100e chroniquePour V. somewhere
Je n'avais pas vu ça comme ça. Je regarde la liste des pays et je me dis que, quelque part sur terre, tu nous attends. Tu n'es pas encore né. Je ne sais pas du tout ce que veut dire ce verbe, "adopter". Et pourtant, après quelques doutes, je sens déjà quelque chose qui croît en moi: je suis enceint d'un "toi" que je ne connais pas. L'adoption? La plus belle paternité qui soit? Mais quel archange m'a donc soufflé cette pensée? Soudain, le voyage séminal est entre mes mains ouvertes. Père un peu moins second couteau. Mon cerveau va se contorsionner comme une limace, le temps de faire le chemin que mon coeur vient de parcourir à la vitesse de l'amour. J'ai été inséminé par l'intelligence d'une femme et déjà je mue, laissant derrière moi la vieille peau de la crainte.
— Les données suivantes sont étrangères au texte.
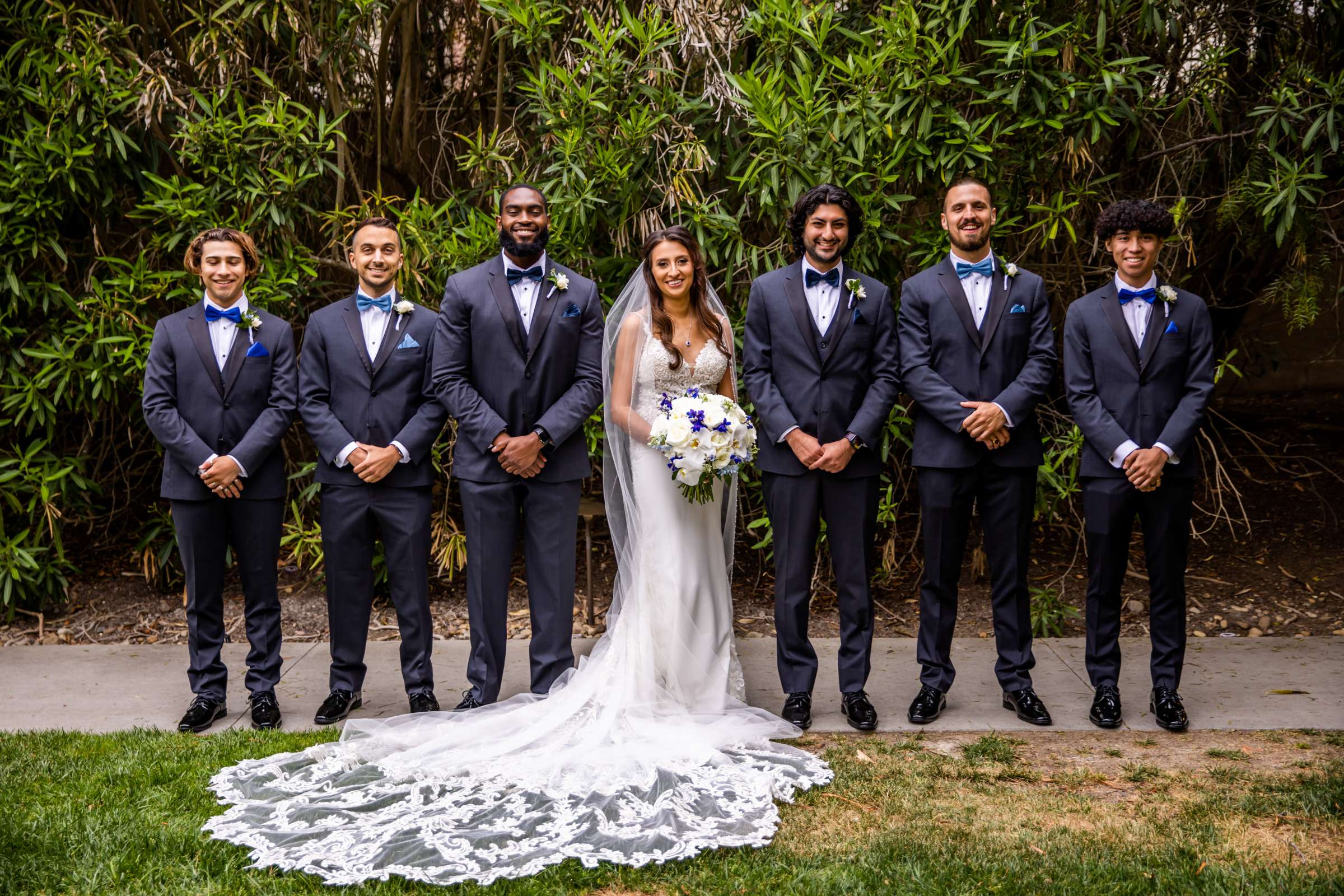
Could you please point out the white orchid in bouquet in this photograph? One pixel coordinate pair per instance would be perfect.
(704, 437)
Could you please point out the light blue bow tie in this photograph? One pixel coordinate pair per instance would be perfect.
(382, 302)
(986, 268)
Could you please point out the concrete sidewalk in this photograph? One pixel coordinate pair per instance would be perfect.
(1228, 684)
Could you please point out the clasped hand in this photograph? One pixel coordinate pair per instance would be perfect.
(519, 454)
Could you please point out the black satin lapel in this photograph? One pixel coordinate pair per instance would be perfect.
(548, 300)
(958, 296)
(799, 304)
(237, 354)
(998, 302)
(1110, 307)
(505, 300)
(390, 338)
(199, 331)
(357, 335)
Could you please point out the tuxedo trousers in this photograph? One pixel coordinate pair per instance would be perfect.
(549, 515)
(353, 516)
(797, 506)
(1005, 497)
(206, 531)
(1110, 506)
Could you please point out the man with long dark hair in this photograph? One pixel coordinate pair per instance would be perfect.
(822, 368)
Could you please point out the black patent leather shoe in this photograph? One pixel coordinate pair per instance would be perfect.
(928, 706)
(338, 706)
(424, 702)
(1105, 712)
(265, 711)
(1167, 708)
(1027, 706)
(797, 710)
(202, 713)
(858, 711)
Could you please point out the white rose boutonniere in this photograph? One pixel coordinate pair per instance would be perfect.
(857, 292)
(558, 281)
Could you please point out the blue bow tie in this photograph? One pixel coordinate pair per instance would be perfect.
(214, 315)
(512, 274)
(382, 302)
(986, 268)
(811, 277)
(1127, 296)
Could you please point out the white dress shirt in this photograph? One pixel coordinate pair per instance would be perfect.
(377, 325)
(526, 292)
(1137, 316)
(979, 289)
(222, 335)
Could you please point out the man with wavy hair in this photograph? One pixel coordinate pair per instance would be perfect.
(221, 388)
(1139, 370)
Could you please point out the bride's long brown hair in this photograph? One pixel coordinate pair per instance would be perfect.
(699, 307)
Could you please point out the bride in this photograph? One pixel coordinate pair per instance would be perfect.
(642, 754)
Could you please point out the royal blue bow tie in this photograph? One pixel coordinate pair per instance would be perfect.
(382, 302)
(214, 315)
(531, 273)
(1127, 296)
(811, 277)
(986, 268)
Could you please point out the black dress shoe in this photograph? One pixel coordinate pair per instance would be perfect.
(928, 706)
(858, 711)
(1167, 708)
(265, 710)
(797, 710)
(338, 706)
(202, 713)
(1105, 712)
(1027, 706)
(424, 702)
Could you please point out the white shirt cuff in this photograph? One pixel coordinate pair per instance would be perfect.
(1127, 448)
(344, 453)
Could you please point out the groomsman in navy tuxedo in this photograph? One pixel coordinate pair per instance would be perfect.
(518, 362)
(822, 370)
(220, 395)
(1139, 368)
(367, 401)
(978, 355)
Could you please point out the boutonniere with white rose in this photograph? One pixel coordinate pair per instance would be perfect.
(558, 281)
(1168, 296)
(857, 292)
(402, 308)
(250, 321)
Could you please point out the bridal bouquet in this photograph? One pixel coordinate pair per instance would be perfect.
(704, 437)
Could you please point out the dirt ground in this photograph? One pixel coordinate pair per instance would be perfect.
(1269, 564)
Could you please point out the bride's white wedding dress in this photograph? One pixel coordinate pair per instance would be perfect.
(644, 753)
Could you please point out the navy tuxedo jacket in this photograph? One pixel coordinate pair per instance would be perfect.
(1156, 393)
(825, 385)
(945, 361)
(346, 398)
(494, 376)
(195, 410)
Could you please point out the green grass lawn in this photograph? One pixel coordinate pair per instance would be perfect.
(1052, 814)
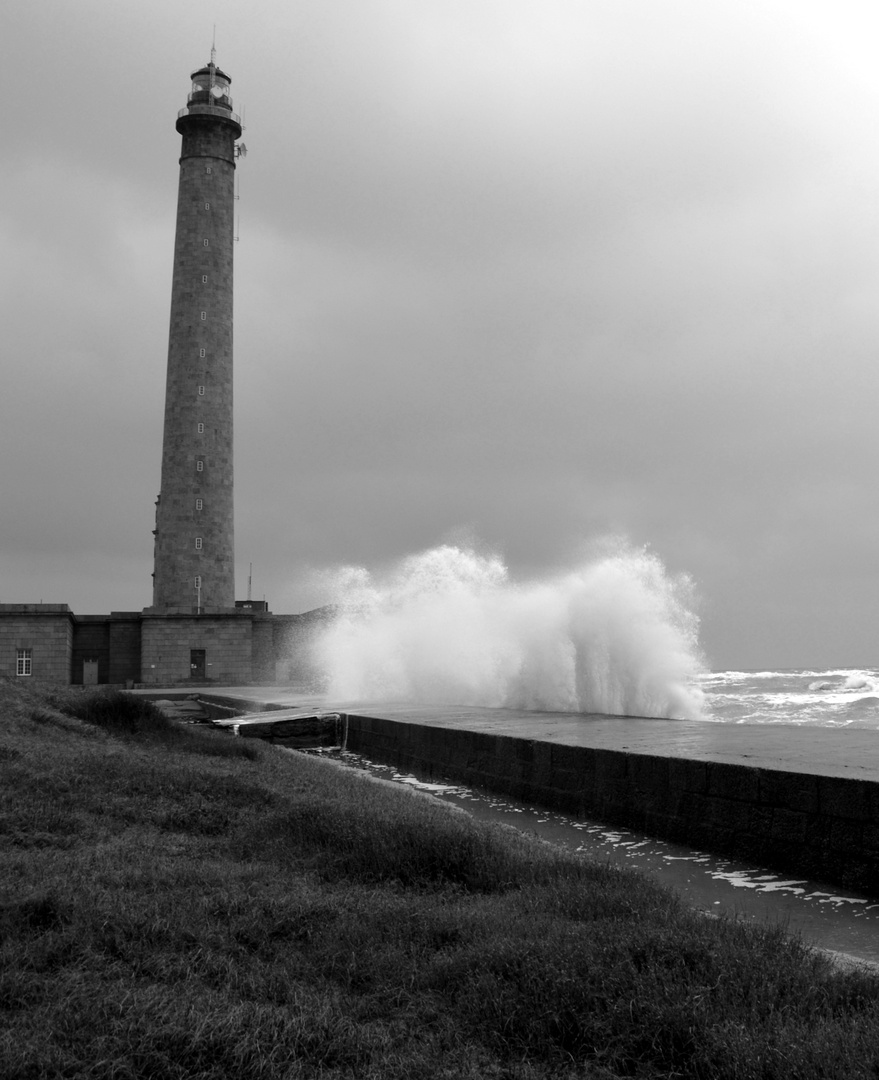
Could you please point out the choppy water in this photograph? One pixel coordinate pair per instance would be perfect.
(836, 698)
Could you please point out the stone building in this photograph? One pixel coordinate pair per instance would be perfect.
(194, 632)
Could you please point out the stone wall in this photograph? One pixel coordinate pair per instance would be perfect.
(825, 827)
(166, 642)
(44, 629)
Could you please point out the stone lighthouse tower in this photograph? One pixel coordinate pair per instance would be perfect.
(194, 545)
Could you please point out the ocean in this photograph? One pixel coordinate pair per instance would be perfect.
(835, 698)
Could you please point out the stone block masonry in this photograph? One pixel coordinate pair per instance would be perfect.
(825, 827)
(167, 643)
(42, 631)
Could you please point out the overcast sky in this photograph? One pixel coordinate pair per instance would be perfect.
(528, 271)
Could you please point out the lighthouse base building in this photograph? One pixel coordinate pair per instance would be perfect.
(246, 646)
(194, 633)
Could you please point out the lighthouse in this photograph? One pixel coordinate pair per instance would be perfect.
(194, 527)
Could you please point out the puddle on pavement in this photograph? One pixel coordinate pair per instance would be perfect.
(828, 917)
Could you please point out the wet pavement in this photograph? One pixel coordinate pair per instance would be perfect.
(826, 752)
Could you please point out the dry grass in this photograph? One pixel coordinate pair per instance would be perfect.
(176, 903)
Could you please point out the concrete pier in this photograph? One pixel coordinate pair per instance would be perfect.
(797, 799)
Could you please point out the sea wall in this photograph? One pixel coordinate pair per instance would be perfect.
(824, 827)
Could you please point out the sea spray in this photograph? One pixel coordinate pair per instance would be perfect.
(448, 626)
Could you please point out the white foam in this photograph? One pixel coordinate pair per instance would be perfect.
(448, 626)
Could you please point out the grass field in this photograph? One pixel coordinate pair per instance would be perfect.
(177, 903)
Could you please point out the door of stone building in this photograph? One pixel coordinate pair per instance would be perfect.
(197, 665)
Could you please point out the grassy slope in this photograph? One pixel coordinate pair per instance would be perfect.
(175, 903)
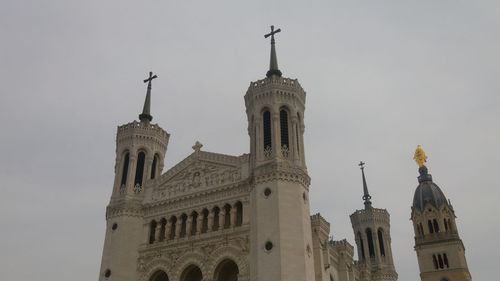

Je ne connais même pas la couleur de ta peau, la forme de ton visage dessinée par l'empreinte de tes ancêtres. Pas une goutte de notre sang ne coule dans tes veines. Des milliers de kilomètres nous séparent et pourtant je ne sens aucune distance. Je deviens pur accueil, Marie a dû passer par là: Serviteur, Madame, Monsieur. Alors d'où? Mali? Inde? Bulgarie? Colombie? Je n'en sais rien, je ne veux pas te choisir - d'ailleurs, qui choisit? Je ferai la moitié du chemin et toi l'autre. Fille ou garçon? Qu'importe. Ensemble, ce sera déjà beaucoup. Nous venons toquer à ta porte, espérant que tu nous ouvriras. Tu n'as pas demandé à venir t'installer comme le ferait l'enfant du dedans, celui qui se pose confortablement en elle. Non, toi, tu as un chemin différent et tu aurais peut-être préféré qu'on ne vienne pas te chercher. Qui sommes-nous? Des inconnus déplacés et indiscrets sur la trajectoire de la rencontre entre ton père et ta mère. Témoins d'un rendez-vous manqué gravé comme une entaille à tout jamais dans ton coeur. Et tu pourras nous le reprocher: nous reprocher d'avoir été là, vautours en attente de toi perdu. Peut-être même que, pour toi, ce sera un deuxième échec: passer de ceux qui ne voulaient pas à ceux qui ne pouvaient pas. Puisses-tu ne pas faire des ricochets sur les injustices de la vie. Puissions-nous savoir t'apaiser par des amarres assez fortes. Non que nous te voulions lié, mais nous voulons te donner un lien fort avec la vie. Etre tes alliés, petite motte de terre exotique, porteuse d'ailleurs. Tout ce que tu es vient nous provoquer dans notre confort qui ne nous est plus d'aucuns réconforts. Tu as soufflé sur nos vérités.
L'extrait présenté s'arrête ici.